Esta frase que escolhi destacar dentro de aspas é de uma relevância enorme, profunda, para se entender a “esquerda” do Bloco.
A frase em si mesma aponta para a nacionalização da banca. Há uma certa ambiguidade que provém de não se perceber, à partida, se essa nacionalização que o Bloco pretende é geral, abrangendo toda a banca, ou particular, no que concerne apenas ao Novo Banco. Não obstante essa ambiguidade, que é muito relevante para a análise em questão, para se saber se o tratamento que se propõe é simplesmente tópico ou se é mais do que isso, global e estrutural, é indiscutível que se aponta para um caminho de nacionalização da banca.
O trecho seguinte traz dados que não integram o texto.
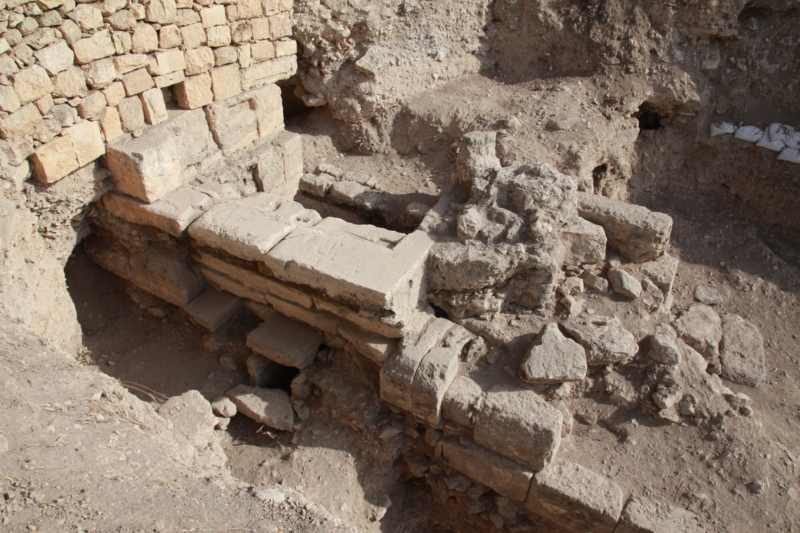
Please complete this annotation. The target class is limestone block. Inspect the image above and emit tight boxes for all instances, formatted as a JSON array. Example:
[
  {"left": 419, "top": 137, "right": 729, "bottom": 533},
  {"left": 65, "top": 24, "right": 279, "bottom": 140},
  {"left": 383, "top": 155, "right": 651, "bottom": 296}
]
[
  {"left": 206, "top": 98, "right": 258, "bottom": 154},
  {"left": 158, "top": 24, "right": 183, "bottom": 48},
  {"left": 106, "top": 128, "right": 183, "bottom": 203},
  {"left": 206, "top": 26, "right": 231, "bottom": 48},
  {"left": 100, "top": 107, "right": 123, "bottom": 142},
  {"left": 130, "top": 22, "right": 158, "bottom": 54},
  {"left": 117, "top": 96, "right": 144, "bottom": 132},
  {"left": 211, "top": 65, "right": 242, "bottom": 100},
  {"left": 264, "top": 218, "right": 433, "bottom": 320},
  {"left": 145, "top": 0, "right": 178, "bottom": 25},
  {"left": 474, "top": 390, "right": 563, "bottom": 471},
  {"left": 559, "top": 217, "right": 606, "bottom": 266},
  {"left": 122, "top": 68, "right": 156, "bottom": 96},
  {"left": 69, "top": 4, "right": 103, "bottom": 32},
  {"left": 225, "top": 385, "right": 294, "bottom": 431},
  {"left": 411, "top": 346, "right": 461, "bottom": 425},
  {"left": 183, "top": 288, "right": 242, "bottom": 331},
  {"left": 247, "top": 315, "right": 322, "bottom": 370},
  {"left": 85, "top": 58, "right": 118, "bottom": 89},
  {"left": 64, "top": 120, "right": 106, "bottom": 166},
  {"left": 0, "top": 104, "right": 42, "bottom": 141},
  {"left": 14, "top": 65, "right": 53, "bottom": 105},
  {"left": 0, "top": 85, "right": 21, "bottom": 113},
  {"left": 153, "top": 70, "right": 186, "bottom": 89},
  {"left": 520, "top": 323, "right": 588, "bottom": 383},
  {"left": 72, "top": 30, "right": 115, "bottom": 65},
  {"left": 113, "top": 54, "right": 150, "bottom": 74},
  {"left": 181, "top": 22, "right": 206, "bottom": 50},
  {"left": 140, "top": 88, "right": 169, "bottom": 124},
  {"left": 174, "top": 73, "right": 214, "bottom": 109},
  {"left": 442, "top": 439, "right": 533, "bottom": 502},
  {"left": 147, "top": 50, "right": 186, "bottom": 76},
  {"left": 31, "top": 136, "right": 79, "bottom": 183},
  {"left": 614, "top": 498, "right": 703, "bottom": 533},
  {"left": 78, "top": 91, "right": 106, "bottom": 119},
  {"left": 108, "top": 9, "right": 136, "bottom": 31},
  {"left": 380, "top": 318, "right": 453, "bottom": 412},
  {"left": 275, "top": 39, "right": 297, "bottom": 57},
  {"left": 200, "top": 4, "right": 228, "bottom": 29},
  {"left": 720, "top": 314, "right": 767, "bottom": 387},
  {"left": 251, "top": 41, "right": 275, "bottom": 62},
  {"left": 189, "top": 193, "right": 319, "bottom": 261},
  {"left": 33, "top": 41, "right": 75, "bottom": 75},
  {"left": 578, "top": 193, "right": 672, "bottom": 263},
  {"left": 269, "top": 12, "right": 292, "bottom": 41},
  {"left": 339, "top": 322, "right": 398, "bottom": 366},
  {"left": 103, "top": 186, "right": 214, "bottom": 237},
  {"left": 526, "top": 461, "right": 623, "bottom": 533}
]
Ora, é justamente aqui que se separa o trigo do joio no que à esquerda diz respeito. Porque se é verdade que a nacionalização da banca é algo de axiomático para quem quer que pense à esquerda, também é verdade que este tipo de opções encerram uma certa qualidade revolucionária e não encaixam no resto das peças do sistema capitalista. Neste ponto, importa perguntar quais são as opções do Bloco relativamente ao Euro e à União (Económica) Europeia? Qual é o seu plano para fazer face a um isolamento e segregação a que o capital votará o nosso país no caso de tais medidas serem tomadas?
É que o processo revolucionário não é fácil, nem trivial e não é um caminho de passos avulsos: é necessária coragem para enfrentar os muitos obstáculos, as inúmeras resistências do sistema, e coerência espinal para se poder encetar e percorrer o caminho da transformação da sociedade. O Bloco partilha da mesma linguagem revolucionária, mas quanto ao resto... revela um comprometimento absoluto com as regras do sistema e, se acaso enfrentasse a União Europeia, não contemplando uma rutura com a mesma e com as suas estruturas, recuaria à primeira contrariedade, tal como fez o seu irmão Syriza na Grécia.
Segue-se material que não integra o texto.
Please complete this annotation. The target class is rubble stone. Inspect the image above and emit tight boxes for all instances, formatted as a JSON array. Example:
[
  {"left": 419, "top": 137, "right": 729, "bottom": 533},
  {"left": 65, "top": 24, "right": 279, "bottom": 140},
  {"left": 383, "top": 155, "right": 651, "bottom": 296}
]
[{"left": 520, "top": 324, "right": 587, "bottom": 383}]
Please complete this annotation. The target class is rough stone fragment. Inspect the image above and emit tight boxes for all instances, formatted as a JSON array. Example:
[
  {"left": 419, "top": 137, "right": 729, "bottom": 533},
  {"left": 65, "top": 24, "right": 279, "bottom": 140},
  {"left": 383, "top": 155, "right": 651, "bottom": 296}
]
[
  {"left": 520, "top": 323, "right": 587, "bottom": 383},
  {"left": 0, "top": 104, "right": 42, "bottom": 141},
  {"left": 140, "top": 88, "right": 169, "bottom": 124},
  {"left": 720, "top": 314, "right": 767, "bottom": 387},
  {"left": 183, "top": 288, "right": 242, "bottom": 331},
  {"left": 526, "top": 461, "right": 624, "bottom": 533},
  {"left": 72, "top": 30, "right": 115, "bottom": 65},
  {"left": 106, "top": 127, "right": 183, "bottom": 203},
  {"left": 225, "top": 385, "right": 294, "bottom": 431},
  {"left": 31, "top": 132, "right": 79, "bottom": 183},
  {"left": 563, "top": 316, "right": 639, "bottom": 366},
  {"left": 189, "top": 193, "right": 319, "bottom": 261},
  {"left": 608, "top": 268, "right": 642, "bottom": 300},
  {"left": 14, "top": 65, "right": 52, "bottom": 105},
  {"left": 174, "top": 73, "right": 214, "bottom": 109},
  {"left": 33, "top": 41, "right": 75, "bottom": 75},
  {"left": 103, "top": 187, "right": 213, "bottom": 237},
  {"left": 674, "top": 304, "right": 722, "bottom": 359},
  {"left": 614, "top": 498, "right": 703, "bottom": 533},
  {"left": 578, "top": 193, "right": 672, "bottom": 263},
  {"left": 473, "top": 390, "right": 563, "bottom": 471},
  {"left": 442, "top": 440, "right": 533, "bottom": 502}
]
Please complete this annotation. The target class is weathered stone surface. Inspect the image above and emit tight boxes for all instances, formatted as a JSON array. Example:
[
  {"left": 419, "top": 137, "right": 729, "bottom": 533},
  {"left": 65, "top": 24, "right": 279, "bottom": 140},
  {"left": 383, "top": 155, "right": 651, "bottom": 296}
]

“Banca pública ao serviço das pessoas”. Concordo e assino por baixo. Mas e depois? Podemos contar com o Bloco para a “guerra” que se seguirá?
Termino com uma nota. O Bloco fala em “pessoas” e não em “povo”. Acredito que o uso desta terminologia não é inocente e pretende ser diferenciador. Acredito que diz muito sobre a forma como o Bloco e a sua “nova esquerda” observam a sociedade. De que pessoas estamos a falar, afinal? Parece que, para o Bloco, já não existem classes sociais, nem luta de classes. Isso é coisa do passado. Isso é coisa de comunistas. Agora apenas existem pessoas.